Dexia SA, the bank being wound down at the expense of Belgian and French taxpayers, posted a first-half loss of 905 million euros ($1.2 billion), consuming 13 percent of the additional money both governments put up last year.
The figure includes a 299 million-euro decrease in the value of collateralized derivative contracts Dexia uses to swap fixed- into floating-rate interest income, according to a statement today, as the lender moved to the standard practice of measuring the value of future cash flows against overnight-indexed swap rates rather than interbank offered rates.
Dexia, based in Brussels and Paris, consumed 741 million euros so far of the 5.5 billion euros in additional capital it got from Belgium and France at the end of last year, which forced the bank into nearly complete government ownership. Clinging to government backstops and central-bank funding, the lender plans to run down its assets to about 150 billion euros by 2020 and gradually return to profit as of 2018, according to a May 8 presentation for investors. Loan loss provisions of 84 million euros in the six months through June were less than Dexia’s own estimate of an average 50 million euros per quarter in its resolution plan.
“Beyond volatility caused by accounting items or one-offs, the recurring result improved, driven by a reduction of funding costs over the second quarter,” Chief Executive Officer Karel De Boeck said in the statement.

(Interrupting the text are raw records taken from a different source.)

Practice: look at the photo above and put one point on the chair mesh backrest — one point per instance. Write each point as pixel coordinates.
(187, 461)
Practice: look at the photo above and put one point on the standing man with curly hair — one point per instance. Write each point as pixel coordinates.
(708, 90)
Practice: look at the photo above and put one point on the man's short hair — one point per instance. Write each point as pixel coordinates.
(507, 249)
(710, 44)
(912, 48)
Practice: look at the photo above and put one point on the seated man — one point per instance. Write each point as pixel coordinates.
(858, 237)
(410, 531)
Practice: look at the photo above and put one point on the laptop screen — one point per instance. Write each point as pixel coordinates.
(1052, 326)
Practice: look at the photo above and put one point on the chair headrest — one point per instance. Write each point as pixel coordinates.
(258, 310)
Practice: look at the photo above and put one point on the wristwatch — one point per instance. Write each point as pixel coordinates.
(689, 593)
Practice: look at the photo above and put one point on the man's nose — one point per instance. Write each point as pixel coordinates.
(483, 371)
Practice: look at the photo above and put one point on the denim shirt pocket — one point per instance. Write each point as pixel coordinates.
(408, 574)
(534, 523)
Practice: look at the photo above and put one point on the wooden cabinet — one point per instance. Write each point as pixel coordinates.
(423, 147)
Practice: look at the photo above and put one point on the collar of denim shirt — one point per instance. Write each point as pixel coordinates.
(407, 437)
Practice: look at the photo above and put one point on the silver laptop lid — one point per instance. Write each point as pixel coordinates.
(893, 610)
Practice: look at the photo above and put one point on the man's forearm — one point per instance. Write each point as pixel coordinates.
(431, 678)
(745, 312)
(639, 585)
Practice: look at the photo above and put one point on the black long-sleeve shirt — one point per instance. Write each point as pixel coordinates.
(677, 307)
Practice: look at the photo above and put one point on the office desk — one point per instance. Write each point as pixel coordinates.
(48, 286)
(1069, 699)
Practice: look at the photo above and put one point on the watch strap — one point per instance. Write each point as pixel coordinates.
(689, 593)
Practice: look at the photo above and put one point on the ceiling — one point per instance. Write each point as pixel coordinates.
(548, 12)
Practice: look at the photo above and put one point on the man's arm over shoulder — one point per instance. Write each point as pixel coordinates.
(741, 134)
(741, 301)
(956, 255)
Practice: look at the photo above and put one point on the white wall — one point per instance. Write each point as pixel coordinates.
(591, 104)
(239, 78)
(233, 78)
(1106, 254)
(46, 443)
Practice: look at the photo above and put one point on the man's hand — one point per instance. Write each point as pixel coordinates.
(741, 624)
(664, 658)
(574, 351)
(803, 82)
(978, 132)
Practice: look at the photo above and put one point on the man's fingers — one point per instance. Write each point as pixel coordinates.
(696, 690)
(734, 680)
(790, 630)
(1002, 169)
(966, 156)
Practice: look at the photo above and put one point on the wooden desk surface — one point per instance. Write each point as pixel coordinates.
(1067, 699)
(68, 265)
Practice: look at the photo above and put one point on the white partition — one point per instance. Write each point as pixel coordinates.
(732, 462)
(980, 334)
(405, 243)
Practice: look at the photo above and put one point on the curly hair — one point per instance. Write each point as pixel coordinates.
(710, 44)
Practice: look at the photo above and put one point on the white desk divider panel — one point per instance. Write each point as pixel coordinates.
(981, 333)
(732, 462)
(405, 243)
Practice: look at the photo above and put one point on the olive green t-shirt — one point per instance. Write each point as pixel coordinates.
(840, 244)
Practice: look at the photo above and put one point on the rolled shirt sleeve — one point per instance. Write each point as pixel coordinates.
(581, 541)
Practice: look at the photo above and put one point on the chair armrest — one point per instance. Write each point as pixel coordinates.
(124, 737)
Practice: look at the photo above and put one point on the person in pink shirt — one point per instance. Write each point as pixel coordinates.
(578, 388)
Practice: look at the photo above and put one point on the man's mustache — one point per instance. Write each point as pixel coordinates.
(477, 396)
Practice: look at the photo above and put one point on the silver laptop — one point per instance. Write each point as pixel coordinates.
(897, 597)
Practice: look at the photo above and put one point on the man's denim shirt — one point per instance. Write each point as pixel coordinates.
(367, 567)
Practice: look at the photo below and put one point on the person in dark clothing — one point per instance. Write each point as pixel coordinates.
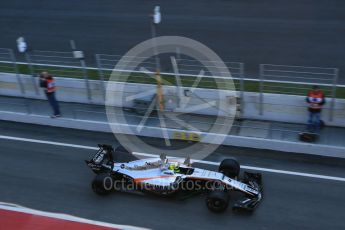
(48, 83)
(315, 99)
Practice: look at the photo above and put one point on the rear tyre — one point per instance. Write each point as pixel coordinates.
(217, 201)
(102, 184)
(230, 168)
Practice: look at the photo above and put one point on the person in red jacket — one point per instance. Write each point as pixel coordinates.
(48, 83)
(315, 99)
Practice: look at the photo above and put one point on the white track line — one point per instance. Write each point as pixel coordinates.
(318, 176)
(22, 209)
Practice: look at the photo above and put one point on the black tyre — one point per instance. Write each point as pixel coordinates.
(230, 167)
(102, 184)
(217, 201)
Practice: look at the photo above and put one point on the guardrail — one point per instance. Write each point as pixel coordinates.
(281, 79)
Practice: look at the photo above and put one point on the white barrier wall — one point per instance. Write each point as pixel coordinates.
(276, 107)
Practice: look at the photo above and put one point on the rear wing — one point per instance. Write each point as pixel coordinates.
(103, 160)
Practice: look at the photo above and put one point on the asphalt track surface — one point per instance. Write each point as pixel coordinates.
(55, 178)
(287, 32)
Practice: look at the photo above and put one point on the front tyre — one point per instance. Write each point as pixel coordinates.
(102, 184)
(217, 201)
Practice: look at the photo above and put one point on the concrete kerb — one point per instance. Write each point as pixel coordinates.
(240, 141)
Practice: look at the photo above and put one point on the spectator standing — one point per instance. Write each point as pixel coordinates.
(48, 83)
(315, 100)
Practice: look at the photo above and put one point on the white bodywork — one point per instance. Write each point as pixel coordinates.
(164, 172)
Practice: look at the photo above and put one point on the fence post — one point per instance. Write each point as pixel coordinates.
(261, 86)
(178, 81)
(22, 90)
(241, 86)
(80, 56)
(101, 74)
(334, 94)
(32, 72)
(86, 77)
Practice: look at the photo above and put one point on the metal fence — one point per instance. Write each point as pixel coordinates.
(8, 64)
(297, 80)
(59, 64)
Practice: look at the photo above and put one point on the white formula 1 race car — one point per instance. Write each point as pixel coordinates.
(170, 176)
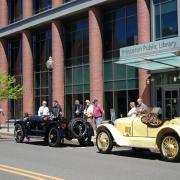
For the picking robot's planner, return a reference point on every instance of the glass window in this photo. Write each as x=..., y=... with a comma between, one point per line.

As the first-half loss was smaller than the decrease in unrealized losses accounted for directly through equity, Dexia’s shareholders’ equity increased to 3.11 billion euros as of June 30 from 2.85 billion euros at the end of last year.

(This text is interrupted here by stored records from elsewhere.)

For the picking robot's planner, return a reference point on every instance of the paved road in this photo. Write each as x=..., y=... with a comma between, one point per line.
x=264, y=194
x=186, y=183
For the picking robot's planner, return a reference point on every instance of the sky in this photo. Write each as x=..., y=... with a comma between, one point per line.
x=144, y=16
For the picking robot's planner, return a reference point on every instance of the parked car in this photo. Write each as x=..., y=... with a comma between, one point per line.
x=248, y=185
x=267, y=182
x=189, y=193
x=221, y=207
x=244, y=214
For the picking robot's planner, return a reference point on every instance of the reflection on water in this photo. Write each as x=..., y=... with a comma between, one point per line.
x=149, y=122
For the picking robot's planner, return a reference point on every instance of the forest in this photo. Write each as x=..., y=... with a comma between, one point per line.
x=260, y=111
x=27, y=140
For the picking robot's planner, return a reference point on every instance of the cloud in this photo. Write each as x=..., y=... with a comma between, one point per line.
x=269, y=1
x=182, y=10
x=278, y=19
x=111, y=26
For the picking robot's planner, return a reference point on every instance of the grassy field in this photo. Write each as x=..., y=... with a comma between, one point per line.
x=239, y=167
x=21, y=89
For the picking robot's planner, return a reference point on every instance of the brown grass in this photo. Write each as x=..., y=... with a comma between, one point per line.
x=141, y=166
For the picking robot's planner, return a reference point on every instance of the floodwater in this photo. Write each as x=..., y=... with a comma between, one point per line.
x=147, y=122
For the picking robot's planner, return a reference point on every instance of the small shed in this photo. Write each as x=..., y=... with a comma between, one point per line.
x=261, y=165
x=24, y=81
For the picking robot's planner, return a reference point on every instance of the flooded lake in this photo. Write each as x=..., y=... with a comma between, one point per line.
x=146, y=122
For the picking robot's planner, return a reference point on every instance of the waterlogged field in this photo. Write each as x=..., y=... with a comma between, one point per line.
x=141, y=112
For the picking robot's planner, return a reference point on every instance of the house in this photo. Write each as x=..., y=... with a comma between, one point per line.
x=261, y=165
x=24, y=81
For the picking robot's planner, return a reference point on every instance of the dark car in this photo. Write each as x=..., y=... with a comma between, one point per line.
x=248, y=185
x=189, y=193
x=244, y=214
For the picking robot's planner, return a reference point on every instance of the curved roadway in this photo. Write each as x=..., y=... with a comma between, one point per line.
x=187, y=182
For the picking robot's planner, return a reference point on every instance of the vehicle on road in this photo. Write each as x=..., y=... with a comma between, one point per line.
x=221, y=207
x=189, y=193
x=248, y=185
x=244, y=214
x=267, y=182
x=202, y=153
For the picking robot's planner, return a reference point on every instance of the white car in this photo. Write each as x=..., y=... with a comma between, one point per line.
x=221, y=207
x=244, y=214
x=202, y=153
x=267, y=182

Dexia aims to raise 5 billion euros to 6 billion euros selling medium- and long-term government-backed bonds through its French subsidiary Dexia Credit Local this year to reduce central-bank funding and diversify its financing sources. It sold 1.5 billion euros of 3-year notes last month which were priced to yield 1.016 percent, or 30 basis points more than Belgian government bonds of similar maturity.
Central-bank funding fell to 40.8 billion euros at the end of June, a 9.3 billion-euro reduction from six months earlier. Dexia didn’t have to use emergency liquidity assistance from the Banque de France in the period and collateral requirements decreased by 6.5 billion euros.